Yang just finished a group project in a management class. She and a group of four other students were asked to identify a problem facing a company in any industry, and then try to analyze the problem and provide a solution, using theories and frameworks they had learned in class. Yang, who is the Wharton beat reporter for The Daily Pennsylvanian, suggested they examine The New York Times. At the end of the semester, the group had identified that the paper had a revenue loss problem, and developed a series of alternative sources of revenue. In projects like this one, students learn how to apply coursework to real-life challenges in the business world.
Group work can be particularly intense at Wharton because students have a reputation for being competitive.
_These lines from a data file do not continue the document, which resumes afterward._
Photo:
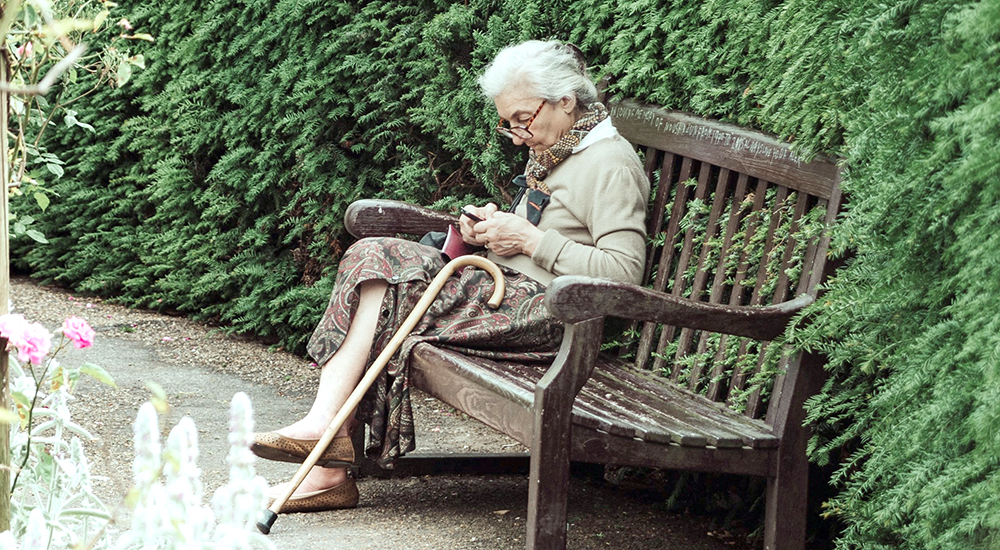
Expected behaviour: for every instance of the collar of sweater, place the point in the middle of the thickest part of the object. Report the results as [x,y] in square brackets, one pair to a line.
[603,130]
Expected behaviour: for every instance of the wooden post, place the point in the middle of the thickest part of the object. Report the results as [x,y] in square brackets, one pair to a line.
[4,297]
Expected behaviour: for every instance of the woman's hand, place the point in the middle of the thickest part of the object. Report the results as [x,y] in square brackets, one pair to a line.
[506,234]
[468,226]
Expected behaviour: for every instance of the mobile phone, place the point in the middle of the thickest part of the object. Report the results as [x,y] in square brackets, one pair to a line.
[471,216]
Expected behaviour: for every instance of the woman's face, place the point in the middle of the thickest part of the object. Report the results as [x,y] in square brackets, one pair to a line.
[516,105]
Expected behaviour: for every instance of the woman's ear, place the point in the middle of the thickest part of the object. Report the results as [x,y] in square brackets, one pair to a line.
[567,104]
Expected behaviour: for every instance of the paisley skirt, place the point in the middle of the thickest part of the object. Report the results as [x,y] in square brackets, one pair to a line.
[521,329]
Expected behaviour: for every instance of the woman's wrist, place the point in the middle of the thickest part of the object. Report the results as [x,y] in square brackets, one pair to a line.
[531,241]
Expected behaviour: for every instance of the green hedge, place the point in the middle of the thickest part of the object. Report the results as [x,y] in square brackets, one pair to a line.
[217,181]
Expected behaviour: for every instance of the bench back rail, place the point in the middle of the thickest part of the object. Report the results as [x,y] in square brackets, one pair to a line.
[737,219]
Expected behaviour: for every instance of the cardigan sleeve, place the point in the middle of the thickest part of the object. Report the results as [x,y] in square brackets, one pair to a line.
[613,208]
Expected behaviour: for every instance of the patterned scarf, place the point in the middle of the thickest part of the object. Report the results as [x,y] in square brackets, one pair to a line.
[539,165]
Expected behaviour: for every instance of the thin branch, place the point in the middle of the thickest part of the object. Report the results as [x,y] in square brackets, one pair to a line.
[46,83]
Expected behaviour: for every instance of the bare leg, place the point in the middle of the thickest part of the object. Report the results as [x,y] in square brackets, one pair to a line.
[338,378]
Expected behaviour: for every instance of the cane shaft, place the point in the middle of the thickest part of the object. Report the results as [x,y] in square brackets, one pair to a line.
[383,358]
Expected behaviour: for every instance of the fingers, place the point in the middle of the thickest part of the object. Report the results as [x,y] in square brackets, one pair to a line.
[471,228]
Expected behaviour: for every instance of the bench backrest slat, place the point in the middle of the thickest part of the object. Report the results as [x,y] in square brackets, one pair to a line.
[736,218]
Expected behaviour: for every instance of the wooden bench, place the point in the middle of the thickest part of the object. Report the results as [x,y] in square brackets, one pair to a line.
[738,247]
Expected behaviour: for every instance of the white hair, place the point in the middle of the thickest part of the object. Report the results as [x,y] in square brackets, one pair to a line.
[549,70]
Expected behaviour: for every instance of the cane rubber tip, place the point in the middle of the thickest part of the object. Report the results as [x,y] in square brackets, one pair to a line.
[267,518]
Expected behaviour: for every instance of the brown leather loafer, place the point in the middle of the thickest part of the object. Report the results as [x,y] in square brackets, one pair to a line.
[342,496]
[269,445]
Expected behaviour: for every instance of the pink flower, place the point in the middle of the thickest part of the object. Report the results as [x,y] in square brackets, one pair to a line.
[79,332]
[36,344]
[32,340]
[24,50]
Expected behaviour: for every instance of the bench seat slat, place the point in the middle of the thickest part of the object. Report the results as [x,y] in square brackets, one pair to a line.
[614,400]
[641,392]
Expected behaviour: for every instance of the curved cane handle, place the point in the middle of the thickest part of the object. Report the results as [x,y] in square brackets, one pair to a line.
[500,286]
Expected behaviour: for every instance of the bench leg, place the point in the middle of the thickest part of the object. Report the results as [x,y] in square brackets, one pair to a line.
[785,509]
[548,479]
[787,501]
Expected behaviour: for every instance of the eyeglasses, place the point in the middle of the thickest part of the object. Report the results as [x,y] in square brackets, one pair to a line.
[520,132]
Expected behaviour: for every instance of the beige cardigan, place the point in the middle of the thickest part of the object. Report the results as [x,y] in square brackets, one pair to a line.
[595,222]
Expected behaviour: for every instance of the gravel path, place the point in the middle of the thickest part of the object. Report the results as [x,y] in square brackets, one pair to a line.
[201,368]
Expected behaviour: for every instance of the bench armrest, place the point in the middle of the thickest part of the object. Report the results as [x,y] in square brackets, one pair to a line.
[385,218]
[573,298]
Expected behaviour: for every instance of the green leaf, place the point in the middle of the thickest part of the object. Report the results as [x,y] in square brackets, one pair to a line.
[8,416]
[98,373]
[124,74]
[100,19]
[43,202]
[55,169]
[37,236]
[141,36]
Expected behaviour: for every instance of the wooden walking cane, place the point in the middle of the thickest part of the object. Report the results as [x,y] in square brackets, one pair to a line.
[268,516]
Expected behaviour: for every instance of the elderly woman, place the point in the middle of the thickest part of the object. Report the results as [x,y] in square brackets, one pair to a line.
[581,210]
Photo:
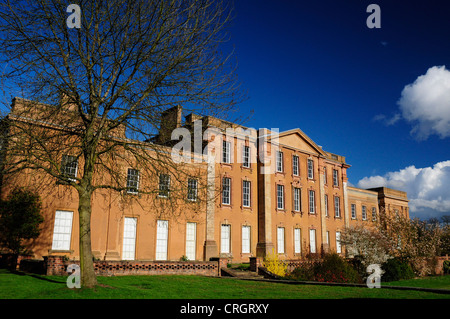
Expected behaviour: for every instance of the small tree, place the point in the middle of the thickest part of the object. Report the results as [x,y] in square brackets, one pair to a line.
[20,217]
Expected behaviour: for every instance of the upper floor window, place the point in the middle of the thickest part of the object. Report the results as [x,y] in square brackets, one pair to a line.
[192,189]
[132,181]
[279,161]
[226,152]
[246,156]
[295,166]
[69,166]
[310,169]
[164,185]
[335,178]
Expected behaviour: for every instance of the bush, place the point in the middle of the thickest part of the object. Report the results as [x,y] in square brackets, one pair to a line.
[332,268]
[397,269]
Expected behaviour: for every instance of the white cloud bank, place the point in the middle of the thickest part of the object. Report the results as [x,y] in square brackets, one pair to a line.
[426,104]
[428,188]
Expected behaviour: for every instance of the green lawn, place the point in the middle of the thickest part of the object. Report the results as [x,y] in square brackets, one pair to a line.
[26,286]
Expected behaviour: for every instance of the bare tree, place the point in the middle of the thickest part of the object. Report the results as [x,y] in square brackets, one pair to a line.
[102,89]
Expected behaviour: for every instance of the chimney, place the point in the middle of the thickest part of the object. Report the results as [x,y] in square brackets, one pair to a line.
[170,120]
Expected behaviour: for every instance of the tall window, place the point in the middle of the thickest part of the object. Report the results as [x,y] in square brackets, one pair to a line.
[192,189]
[164,185]
[226,190]
[364,212]
[312,201]
[310,169]
[226,152]
[295,166]
[297,200]
[246,193]
[246,239]
[62,231]
[280,240]
[279,161]
[132,181]
[246,156]
[337,210]
[335,178]
[280,196]
[225,238]
[69,167]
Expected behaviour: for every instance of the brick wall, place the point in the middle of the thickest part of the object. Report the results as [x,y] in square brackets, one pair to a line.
[57,265]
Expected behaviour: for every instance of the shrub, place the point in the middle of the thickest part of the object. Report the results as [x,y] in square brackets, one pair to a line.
[397,269]
[275,265]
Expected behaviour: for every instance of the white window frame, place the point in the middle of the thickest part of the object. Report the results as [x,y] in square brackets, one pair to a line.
[312,201]
[191,240]
[312,241]
[162,239]
[295,165]
[246,156]
[226,191]
[226,152]
[246,239]
[246,193]
[297,241]
[280,196]
[133,176]
[225,239]
[129,238]
[279,161]
[297,199]
[310,164]
[62,230]
[280,240]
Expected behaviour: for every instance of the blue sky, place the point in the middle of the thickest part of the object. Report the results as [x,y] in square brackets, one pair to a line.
[317,66]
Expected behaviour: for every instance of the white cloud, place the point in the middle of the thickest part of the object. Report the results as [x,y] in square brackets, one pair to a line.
[428,188]
[426,103]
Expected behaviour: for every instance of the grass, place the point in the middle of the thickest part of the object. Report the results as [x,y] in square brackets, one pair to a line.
[27,286]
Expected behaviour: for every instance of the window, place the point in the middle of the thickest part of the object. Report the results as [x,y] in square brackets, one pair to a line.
[280,240]
[162,236]
[310,169]
[129,238]
[132,181]
[338,242]
[226,152]
[246,239]
[337,210]
[312,202]
[62,231]
[225,237]
[335,178]
[191,240]
[280,197]
[312,241]
[246,156]
[164,185]
[226,190]
[297,200]
[297,241]
[69,167]
[295,166]
[246,193]
[279,161]
[192,189]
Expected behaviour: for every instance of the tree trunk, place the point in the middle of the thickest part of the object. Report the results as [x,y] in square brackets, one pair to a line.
[88,277]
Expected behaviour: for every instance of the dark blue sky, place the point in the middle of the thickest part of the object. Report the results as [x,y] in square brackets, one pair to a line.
[317,66]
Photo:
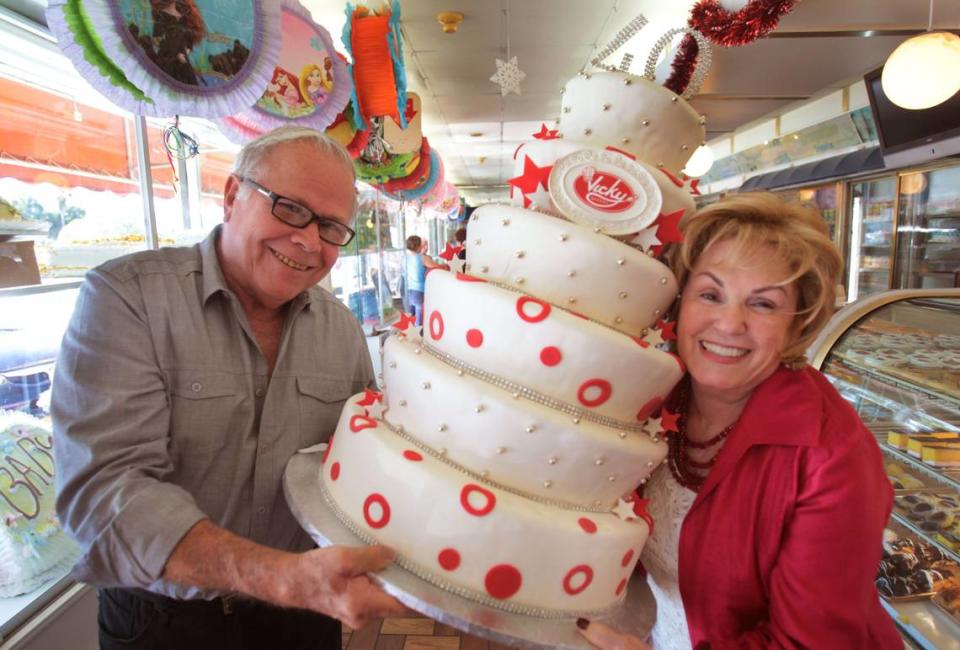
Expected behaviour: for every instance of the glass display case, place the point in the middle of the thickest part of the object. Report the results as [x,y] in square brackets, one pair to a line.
[872,212]
[928,230]
[895,357]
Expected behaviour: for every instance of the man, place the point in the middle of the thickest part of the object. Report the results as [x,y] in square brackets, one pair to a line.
[186,380]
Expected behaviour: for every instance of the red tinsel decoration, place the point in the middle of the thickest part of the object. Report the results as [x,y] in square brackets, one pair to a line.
[684,63]
[724,28]
[732,29]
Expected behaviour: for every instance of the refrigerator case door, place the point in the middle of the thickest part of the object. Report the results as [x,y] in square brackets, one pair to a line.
[928,230]
[872,212]
[895,357]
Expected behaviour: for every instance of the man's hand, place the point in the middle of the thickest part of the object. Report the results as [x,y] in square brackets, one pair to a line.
[333,581]
[606,638]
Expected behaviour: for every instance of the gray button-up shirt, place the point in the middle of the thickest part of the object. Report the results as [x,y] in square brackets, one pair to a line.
[164,412]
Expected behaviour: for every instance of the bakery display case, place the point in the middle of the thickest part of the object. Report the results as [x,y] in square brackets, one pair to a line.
[872,212]
[895,357]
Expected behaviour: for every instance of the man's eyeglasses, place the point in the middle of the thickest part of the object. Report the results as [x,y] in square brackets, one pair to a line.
[294,214]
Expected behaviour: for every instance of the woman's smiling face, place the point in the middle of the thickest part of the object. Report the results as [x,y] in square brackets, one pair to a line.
[736,318]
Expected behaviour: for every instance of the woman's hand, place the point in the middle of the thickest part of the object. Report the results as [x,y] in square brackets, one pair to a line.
[606,638]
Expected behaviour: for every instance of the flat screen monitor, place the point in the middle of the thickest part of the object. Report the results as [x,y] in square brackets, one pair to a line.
[908,136]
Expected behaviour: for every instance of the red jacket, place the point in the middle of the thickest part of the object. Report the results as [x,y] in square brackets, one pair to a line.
[781,546]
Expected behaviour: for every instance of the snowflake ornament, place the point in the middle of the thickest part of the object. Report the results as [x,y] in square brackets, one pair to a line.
[508,76]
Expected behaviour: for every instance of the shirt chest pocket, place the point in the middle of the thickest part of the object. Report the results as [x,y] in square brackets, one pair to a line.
[206,409]
[321,401]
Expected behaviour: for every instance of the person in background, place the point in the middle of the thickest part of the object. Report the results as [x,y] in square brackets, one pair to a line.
[770,514]
[187,379]
[415,275]
[460,235]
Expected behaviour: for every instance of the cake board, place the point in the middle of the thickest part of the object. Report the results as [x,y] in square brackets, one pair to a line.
[301,486]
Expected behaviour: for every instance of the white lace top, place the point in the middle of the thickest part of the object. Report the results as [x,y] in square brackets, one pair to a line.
[669,504]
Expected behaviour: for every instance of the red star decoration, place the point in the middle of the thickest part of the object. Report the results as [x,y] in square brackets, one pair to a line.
[450,251]
[406,320]
[668,329]
[622,153]
[668,230]
[694,185]
[532,178]
[545,133]
[640,509]
[369,397]
[668,421]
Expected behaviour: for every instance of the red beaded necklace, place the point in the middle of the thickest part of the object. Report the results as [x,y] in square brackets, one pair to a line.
[678,458]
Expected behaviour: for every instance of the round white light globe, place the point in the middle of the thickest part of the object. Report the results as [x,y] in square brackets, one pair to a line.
[923,71]
[700,162]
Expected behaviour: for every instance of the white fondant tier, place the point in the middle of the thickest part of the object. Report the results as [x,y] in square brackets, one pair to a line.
[602,109]
[544,153]
[570,266]
[556,354]
[516,443]
[485,543]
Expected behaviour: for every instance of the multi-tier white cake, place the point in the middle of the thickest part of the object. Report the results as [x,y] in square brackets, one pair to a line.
[502,459]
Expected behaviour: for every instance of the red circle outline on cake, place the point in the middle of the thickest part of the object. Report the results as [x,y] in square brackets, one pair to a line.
[606,390]
[469,489]
[436,325]
[568,579]
[474,338]
[523,301]
[384,506]
[366,422]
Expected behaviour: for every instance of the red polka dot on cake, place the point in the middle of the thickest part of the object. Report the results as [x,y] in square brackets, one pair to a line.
[550,355]
[587,525]
[449,559]
[621,586]
[436,325]
[474,338]
[503,581]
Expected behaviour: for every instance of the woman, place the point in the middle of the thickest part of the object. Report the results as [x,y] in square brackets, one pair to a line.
[770,514]
[415,274]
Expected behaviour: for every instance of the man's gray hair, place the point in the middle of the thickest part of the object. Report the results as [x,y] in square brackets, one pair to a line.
[252,154]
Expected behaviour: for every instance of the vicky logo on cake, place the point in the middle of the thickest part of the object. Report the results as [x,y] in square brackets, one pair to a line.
[603,191]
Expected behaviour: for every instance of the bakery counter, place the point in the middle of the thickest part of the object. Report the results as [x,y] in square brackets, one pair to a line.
[895,358]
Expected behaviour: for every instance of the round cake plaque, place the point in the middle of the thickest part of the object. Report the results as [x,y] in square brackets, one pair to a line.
[606,190]
[301,486]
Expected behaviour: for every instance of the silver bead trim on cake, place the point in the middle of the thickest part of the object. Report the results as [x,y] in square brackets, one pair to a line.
[463,592]
[522,391]
[624,35]
[441,455]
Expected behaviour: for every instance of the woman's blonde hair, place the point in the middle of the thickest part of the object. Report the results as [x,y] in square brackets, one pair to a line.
[796,235]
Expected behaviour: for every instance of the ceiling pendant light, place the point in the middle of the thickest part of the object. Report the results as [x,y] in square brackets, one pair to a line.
[923,71]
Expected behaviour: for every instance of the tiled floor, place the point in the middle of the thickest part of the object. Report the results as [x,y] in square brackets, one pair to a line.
[413,633]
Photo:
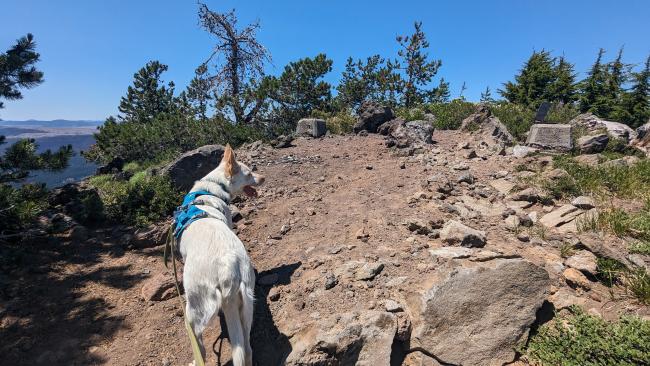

Souhail Salty, a senior from Menlo Park, CA who transferred to Wharton from the College of Arts and Sciences, says the reputation isn’t entirely undeserved. The environment at Wharton is much more competitive than it is in the liberal arts college, partially because many of the classes have an imposed curve, he says. Typically, the curve is 30-40-30, though it varies by professor and department. Wharton students are more professionally focused (they are in a pre-professional program, after all) and so tend to be extremely focused on the post-graduate jobs they’re working towards even while at Wharton, according to Salty.
THE STEREOTYPICAL WHARTON STUDENT GETS AN INTERNSHIP EVERY SUMMER
“If you’re really low key and casual, sometimes a person will say—oh you’re in Wharton? I never would have pegged you as that,” Salty says.
Many of the students talk about the stereotypical Wharton undergraduate, a character Yang described as someone who “takes a finance concentration, gets an internship every summer, goes through the on-campus recruitment process, and then moves to New York after graduation.”
The stereotype isn’t entirely inaccurate. About 54% of students in the class of 2013 went into finance and 21% went into consulting after graduation. About 50% of students in the class of 2013 moved to New York after graduation.
The dominance of finance and consulting can be both exciting and frustrating to students on campus.